ROS/redox signaling regulates bone turnover in an age-specific manner in female mice

Authors: MERCER, KELLY - Arkansas Children'S Nutrition Research Center (ACNC); SUVA, LARRY - University Arkansas For Medical Sciences (UAMS); Badger, Thomas - Arkansas Children'S Nutrition Research Center (ACNC); CHEN, JINRAN - Arkansas Children'S Nutrition Research Center (ACNC); RONIS, MARTIN - Arkansas Children'S Nutrition Research Center (ACNC)

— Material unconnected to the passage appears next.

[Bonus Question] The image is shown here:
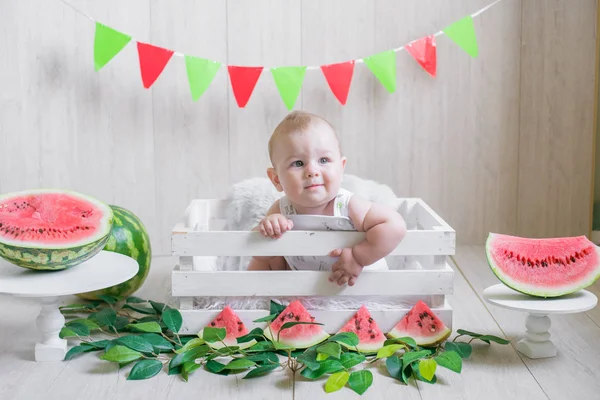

Submitted to: Journal of Bone and Mineral Research
Publication Type: Abstract Only
Publication Acceptance Date: 7/1/2012
Publication Date: 1/10/2013
Citation: Mercer, K., Suva, L., Badger, T.M., Chen, J., Ronis, M.J. 2013. ROS/redox signaling regulates bone turnover in an age-specific manner in female mice [abstract]. Journal of Bone and Mineral Research. 27(Issue Supplement 1):http://www.asbmr.org/Meetings/PastAnnualMeetings.aspx.

Interpretive Summary:

Technical Abstract: In bone, oxidant signaling through NADPH oxidase (NOX)-derived reactive oxygen species (ROS) superoxide and/or hydrogen peroxide appears to be an important stimulus for osteoclast differentiation and activity. ROS signaling has been suggested to increase RANKL mRNA and protein expression, thus enhancing osteoclastogenic RANKL-RANK signaling between osteoblasts and osteoclast precursors. We have previously demonstrated that chronic alcohol abuse (EtOH) generates excess Nox-dependent ROS in osteoblasts, which functions to inhibit bone formation through impairment of Wnt signaling, and increases osteoclastogenesis by stimulating RANKL-RANK signaling. These effects can be blocked by the dietary antioxidant N-acetylcysteine and the pan-Nox inhibitor DPI. In the current study we utilized a well-described transgenic C57Bl/6J mouse strain that over-expresses human catalase (TgCAT) in all tissues to see if limiting excess hydrogen peroxide production in bone would protect against EtOH-mediated bone loss. MicroCT analysis of chow fed TgCAT mice at 6 wks revealed an osteopetrotic phenotype, increased %BV/TV, number and decreased spacing, p<0.05. Six-wk-old, wild-type (WT) and TgCAT female mice were then given rodent chow ad libitum, or pair-fed (PF) liquid diets with 0% or 30% EtOH calories for 8 weeks. In WT mice at age 14 weeks, PF had no effect on bone parametrers relative to ad libitum chow feeding, but EtOH-feeding significantly reduced trabecular %BV/TV, and number and increased spacing in tibial bone, p<0.05. EtOH consumption also decreased cortical cross-sectional area and thickness (p<0.05) in WT mice compared to PF controls, p<0.05. At 14 wks, we observed significant reductions in %BV/TV, and number, and increases in spacing and thickness in ad libitum chow fed and in PF TgCAT mice compared to WT chow fed and PF mice, p<0.05, suggestive of an osteoporotic phenotype associated with TgCAT overexpression later in development. EtOH-feeding had no further effect on bone parameters in TgCAT mice. In conclusion, over-expression of human catalase in TgCAT mice produced significantly greater bone mass than WT mice at 6 wks and lower bone mass at 14 wks. EtOH-feeding resulted in reductions in trabecular and cortical bone in WT mice but no additional reductions in trabecular or cortical bone parameters in TgCAT mice. These data suggest that ROS/redox signaling regulates bone turnover in an age-dependent fashion.